20.07.2018, 11:52 Uhr

Dringender Handlungsbedarf Buchsbaumzünsler gefährdet die Buchsbestände im Landkreis Kelheim

(Foto: Franz Nadler, Kreisfachberater)(Foto: Franz Nadler, Kreisfachberater)

Der ursprünglich aus Ostasien stammende Buchsbaumzünsler wurde erstmals im Frühjahr 2007 in Deutschland bemerkt. Im Landkreis Kelheim sind der Kreisfachberatung für Gartenkultur und Landespflege erstmals 2017 befallene Buchsbäume gemeldet worden. Heuer hat sich der Schädling explosionsartig vermehrt und tritt fast im gesamten Landkreis Kelheim auf.

LANDKREIS KELHEIM Die Kommunale Abfallwirtschaft bittet darum, dass befallenes Schnittgut und abgestorbene Pflanzenreste luftdichtverpackt im Restmüll entsorgt werden, um eine weitere Ausbreitung des Schaderregers zu vermeiden. Die Grüngutannahmestellen in den Wertstoffzentren und -höfe des Landkreises Kelheim sollen möglichst nicht mit befallenem Grüngut angefahren werden.

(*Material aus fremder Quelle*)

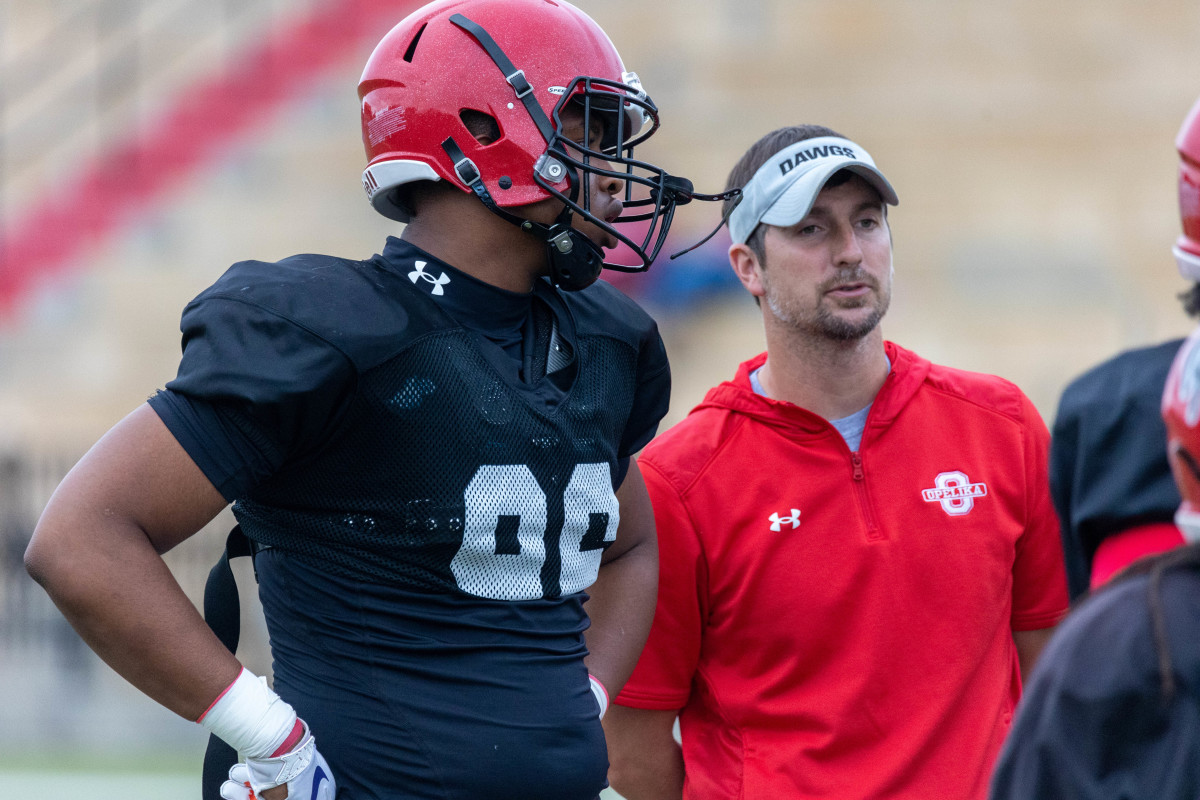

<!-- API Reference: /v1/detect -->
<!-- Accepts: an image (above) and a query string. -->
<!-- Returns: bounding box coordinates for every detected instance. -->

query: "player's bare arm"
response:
[586,458,659,697]
[1013,627,1055,682]
[604,705,684,800]
[25,405,241,720]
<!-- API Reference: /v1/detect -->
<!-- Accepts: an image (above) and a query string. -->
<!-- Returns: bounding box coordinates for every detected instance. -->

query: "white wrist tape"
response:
[197,669,296,758]
[588,675,608,720]
[246,723,317,798]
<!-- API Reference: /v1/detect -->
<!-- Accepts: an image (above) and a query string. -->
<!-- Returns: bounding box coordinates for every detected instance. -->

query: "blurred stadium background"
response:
[0,0,1200,800]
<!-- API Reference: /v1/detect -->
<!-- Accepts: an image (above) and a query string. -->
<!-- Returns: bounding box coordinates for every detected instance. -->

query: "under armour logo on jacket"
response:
[408,261,450,295]
[767,509,800,533]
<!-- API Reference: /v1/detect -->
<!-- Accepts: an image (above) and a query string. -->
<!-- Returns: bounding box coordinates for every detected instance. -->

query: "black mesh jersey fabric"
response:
[152,239,670,601]
[234,330,636,600]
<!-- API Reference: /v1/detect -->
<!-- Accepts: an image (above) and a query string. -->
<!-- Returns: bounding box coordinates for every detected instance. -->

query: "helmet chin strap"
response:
[442,137,604,291]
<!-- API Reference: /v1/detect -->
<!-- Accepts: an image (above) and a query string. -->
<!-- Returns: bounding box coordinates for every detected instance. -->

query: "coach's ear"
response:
[730,243,766,297]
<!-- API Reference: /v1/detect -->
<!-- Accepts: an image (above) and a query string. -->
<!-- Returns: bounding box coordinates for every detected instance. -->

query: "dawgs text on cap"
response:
[730,137,900,243]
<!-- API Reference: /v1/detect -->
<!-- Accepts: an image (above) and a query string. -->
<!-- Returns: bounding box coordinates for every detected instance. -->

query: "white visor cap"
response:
[730,137,900,245]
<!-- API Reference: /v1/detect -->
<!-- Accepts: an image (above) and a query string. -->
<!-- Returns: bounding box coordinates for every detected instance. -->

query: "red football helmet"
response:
[359,0,692,289]
[1163,327,1200,542]
[1175,94,1200,281]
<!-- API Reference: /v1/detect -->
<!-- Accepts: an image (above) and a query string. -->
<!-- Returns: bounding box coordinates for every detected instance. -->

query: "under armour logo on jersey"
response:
[920,470,988,517]
[408,261,450,294]
[767,509,800,533]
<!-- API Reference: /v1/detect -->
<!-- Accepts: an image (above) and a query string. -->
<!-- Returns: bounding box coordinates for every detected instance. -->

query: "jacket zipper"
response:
[850,450,883,540]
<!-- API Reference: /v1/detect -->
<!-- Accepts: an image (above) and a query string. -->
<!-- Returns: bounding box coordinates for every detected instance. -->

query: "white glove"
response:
[221,724,337,800]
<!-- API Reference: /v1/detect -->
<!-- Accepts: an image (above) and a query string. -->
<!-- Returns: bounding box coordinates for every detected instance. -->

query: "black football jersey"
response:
[1050,339,1183,600]
[156,239,670,600]
[150,239,670,800]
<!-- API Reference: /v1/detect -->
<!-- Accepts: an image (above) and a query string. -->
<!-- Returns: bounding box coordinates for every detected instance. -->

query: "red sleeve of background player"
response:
[1013,398,1068,631]
[617,457,707,710]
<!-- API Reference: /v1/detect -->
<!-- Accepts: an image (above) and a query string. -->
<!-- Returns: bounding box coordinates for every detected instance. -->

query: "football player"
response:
[991,329,1200,800]
[26,0,720,800]
[1050,94,1200,600]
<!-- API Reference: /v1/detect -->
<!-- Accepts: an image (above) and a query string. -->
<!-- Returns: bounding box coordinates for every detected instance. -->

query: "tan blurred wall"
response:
[0,0,1200,451]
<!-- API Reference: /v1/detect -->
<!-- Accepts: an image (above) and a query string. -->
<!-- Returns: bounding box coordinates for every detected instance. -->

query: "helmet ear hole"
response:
[404,23,428,64]
[458,108,502,146]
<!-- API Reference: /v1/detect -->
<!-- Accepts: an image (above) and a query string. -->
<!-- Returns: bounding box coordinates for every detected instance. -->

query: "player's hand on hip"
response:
[221,726,337,800]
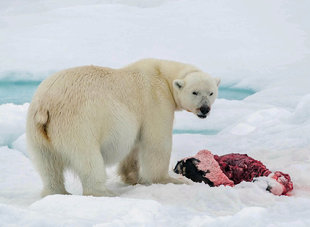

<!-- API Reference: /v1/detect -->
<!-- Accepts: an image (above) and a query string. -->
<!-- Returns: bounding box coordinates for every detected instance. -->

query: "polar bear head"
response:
[173,72,221,118]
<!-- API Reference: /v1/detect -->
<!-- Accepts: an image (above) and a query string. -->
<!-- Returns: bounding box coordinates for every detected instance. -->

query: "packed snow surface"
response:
[0,0,310,226]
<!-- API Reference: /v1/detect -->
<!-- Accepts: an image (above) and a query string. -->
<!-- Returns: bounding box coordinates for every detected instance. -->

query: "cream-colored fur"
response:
[26,59,219,196]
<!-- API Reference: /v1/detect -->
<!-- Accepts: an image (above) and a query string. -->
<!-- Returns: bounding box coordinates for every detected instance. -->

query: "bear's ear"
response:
[214,77,221,86]
[173,80,185,90]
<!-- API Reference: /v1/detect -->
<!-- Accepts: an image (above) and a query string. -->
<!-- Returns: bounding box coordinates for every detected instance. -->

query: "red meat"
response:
[214,154,271,184]
[174,150,293,195]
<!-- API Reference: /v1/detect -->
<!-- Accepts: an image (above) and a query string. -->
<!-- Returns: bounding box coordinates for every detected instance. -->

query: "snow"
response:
[0,0,310,226]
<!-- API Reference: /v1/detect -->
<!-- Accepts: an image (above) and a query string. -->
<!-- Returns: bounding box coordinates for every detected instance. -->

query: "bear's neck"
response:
[126,59,200,110]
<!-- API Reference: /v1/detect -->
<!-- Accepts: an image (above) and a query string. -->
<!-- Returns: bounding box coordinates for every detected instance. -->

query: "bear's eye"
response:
[192,91,198,95]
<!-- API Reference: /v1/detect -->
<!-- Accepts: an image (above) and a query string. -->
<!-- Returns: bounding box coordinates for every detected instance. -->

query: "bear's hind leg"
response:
[70,148,115,196]
[118,147,139,185]
[31,146,69,197]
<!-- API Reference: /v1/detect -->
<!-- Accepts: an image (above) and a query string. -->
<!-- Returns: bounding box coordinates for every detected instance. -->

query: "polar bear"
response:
[26,59,220,196]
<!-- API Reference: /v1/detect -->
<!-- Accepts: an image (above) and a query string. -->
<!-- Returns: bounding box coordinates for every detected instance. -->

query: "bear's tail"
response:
[34,108,50,141]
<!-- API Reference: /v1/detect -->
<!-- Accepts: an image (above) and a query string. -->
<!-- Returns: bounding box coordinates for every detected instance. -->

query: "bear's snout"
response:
[199,106,210,115]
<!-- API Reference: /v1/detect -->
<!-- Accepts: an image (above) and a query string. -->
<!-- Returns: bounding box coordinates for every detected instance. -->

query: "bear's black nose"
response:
[199,106,210,114]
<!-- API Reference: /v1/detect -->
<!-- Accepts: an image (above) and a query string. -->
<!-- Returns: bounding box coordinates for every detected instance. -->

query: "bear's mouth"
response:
[197,114,207,119]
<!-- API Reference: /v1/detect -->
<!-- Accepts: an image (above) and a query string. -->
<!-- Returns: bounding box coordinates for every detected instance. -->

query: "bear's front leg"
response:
[138,125,188,184]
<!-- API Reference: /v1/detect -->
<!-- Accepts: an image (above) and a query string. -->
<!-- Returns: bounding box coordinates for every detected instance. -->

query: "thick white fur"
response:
[26,59,219,196]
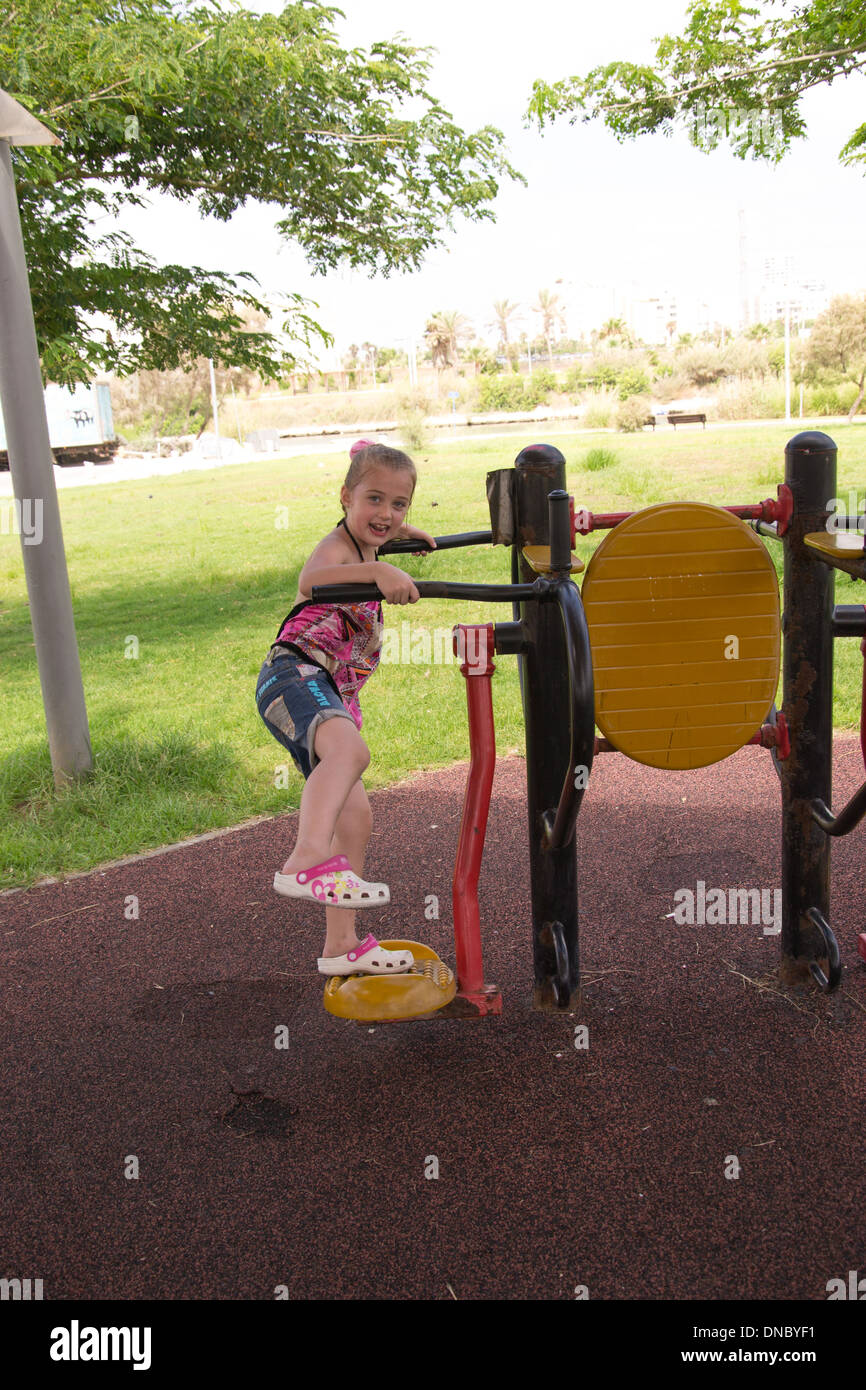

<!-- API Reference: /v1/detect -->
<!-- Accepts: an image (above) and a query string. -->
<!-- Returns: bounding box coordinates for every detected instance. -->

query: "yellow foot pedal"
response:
[325,941,457,1023]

Der Buchsbaumzünsler ernährt sich ausschließlich von Buchs. Es ist für die Gartenbesitzer schwierig, einen ersten Befall zu erkennen. Meistens beginnt es an den unteren Ästen oder im Innern des Buchsbaums. Die kleinen Larven verursachen zuerst einen Fensterfraß an den Blättern, später kann es bis zum Kahlfraß an der Pflanze kommen. Die Raupen sind aufgrund ihres Farbmusters gut getarnt.

Für eine gute Bekämpfungsstrategie des Buchsbaumzünslers sind genaue Kenntnisse über seine Biologie bzw. Lebensweise notwendig. Die Überwinterung erfolgt als kleine Larve, geschützt in einem Gespinst, an der Pflanze. Ab Mitte März bis Anfang April beginnt die Larve zum Fressen. Die Raupen spinnen sich vor der Verpuppung einen Kokon. Das Puppenstadium dauert im Sommer nur rund 1 Woche. Die schwarz-weiß gemusterten Falter schlüpfen etwa Anfang bis Mitte Juni. Sie leben acht bis neunTage, sind nachtaktiv und legen 100 bis 150 Eier an Blättern des Buchsbaums ab. Der zweite Raupenauftritt ist Mitte bis Ende Juli, der weitere Falterflug im August und September. Ende Oktober spinnen sich die Räupchen zur Überwinterung ein.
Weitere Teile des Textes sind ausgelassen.